Mice with 'mohawk hairstyles' reveals clues to development of autism

Mice with "mohawks" hairstyles have helped scientists link autism to 2 biological pathways in brain.

Findings should help narrow the search for genetic contributions of autism and suggest new routes for therapy

But both events happened in a lab at NYU Langone Medical Center, months after an international team of neuroscientists bred hundreds of mice with a suspect genetic mutation tied to autism spectrum disorders.

Almost all the grown mice, the NYU Langone team observed, had sideways, "overgroomed" hair with a highly stylized center hairline between their ears and hardly a tuft elsewhere. Mice typically groom each other's hair.

Now and for what NYU Langone researchers believe to be the first time, an autistic motor behavior has been traced to specific biological pathways that are genetically determined.

The findings, says senior study investigator Gordon Fishell, PhD, the Julius Raynes Professor of Neuroscience and Physiology at NYU Langone, could with additional testing in humans lead to new treatments for some autism, assuming the pathways' effects as seen in mice are reversible.

In the study, researchers knocked out production in mice of a protein called Cntnap4. This protein had been found in earlier studies in specialized brain cells, known as interneurons, in people with a history of autism.

Researchers found that knocking out Cntnap4 affected two highly specialized chemical messengers in the brain, GABA and dopamine. Both are so-called neurotransmitters, chemical signals released from one nerve cell to the next to stimulate similar sensations throughout the body. GABA, short for gamma-aminobutyric acid, is the main inhibitory neurotransmitter in the brain. It not only helps control brain impulses, but also helps regulate muscle tone. Dopamine is a well-known hormonal stimulant, highly touted for producing soothing, pleasing sensations.

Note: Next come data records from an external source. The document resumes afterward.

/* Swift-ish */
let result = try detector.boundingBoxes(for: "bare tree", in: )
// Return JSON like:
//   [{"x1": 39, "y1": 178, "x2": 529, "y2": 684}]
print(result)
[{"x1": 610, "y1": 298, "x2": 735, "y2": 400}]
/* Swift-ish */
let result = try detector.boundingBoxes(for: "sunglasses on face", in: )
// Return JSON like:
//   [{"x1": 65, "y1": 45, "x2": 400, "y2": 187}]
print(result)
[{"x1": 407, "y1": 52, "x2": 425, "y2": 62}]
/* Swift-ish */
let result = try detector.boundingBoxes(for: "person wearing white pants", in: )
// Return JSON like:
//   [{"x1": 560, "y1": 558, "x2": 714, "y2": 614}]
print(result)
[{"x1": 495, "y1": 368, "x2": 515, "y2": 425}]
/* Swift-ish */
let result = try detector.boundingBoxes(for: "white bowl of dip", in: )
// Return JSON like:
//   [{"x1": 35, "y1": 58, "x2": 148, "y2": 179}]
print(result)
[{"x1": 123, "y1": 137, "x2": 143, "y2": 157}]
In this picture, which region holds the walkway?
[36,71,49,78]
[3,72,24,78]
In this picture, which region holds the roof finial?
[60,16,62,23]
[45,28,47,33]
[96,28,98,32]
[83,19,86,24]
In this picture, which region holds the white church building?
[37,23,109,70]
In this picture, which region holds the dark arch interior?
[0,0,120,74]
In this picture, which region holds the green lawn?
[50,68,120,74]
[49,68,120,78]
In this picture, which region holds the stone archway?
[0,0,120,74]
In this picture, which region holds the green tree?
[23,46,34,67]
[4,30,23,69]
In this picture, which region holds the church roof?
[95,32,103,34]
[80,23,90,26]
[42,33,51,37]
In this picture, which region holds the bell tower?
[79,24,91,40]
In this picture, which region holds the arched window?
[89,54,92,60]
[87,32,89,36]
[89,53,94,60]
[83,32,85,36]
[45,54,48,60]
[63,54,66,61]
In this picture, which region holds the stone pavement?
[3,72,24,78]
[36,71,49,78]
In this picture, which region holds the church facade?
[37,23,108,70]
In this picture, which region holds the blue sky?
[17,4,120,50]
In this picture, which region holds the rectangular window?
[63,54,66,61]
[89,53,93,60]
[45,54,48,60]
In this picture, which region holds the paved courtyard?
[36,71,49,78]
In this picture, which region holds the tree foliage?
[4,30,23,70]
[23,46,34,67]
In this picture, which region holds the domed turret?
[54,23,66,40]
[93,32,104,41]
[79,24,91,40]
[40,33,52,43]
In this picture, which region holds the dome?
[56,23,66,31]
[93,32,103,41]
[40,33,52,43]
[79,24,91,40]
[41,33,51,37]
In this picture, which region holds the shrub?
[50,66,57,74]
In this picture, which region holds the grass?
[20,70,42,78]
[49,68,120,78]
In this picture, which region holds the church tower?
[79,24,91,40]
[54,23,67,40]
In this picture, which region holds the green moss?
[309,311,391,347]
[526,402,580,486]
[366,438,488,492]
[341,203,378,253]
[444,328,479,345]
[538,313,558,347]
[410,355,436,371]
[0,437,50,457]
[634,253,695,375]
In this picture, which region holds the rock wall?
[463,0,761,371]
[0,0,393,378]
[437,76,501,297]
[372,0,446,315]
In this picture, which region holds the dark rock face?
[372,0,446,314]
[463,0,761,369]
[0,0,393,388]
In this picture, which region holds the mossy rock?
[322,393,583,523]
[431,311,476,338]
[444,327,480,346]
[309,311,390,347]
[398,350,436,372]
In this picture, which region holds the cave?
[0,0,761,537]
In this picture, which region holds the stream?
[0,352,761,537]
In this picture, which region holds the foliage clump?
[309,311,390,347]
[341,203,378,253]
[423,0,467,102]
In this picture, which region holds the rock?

Among the researchers' key findings was that in Mohawk-coiffed mice, reduced Cntnap4 production led to depressed GABA signaling and overstimulation with dopamine. Researchers say the lost protein had opposite effects on the neurotransmitters because GABA is fast acting and quickly released, so interfering with its action decreases signaling, while dopamine's signaling is longer-acting, so impairing its action increases its release.

The study has been published online in the journal Nature.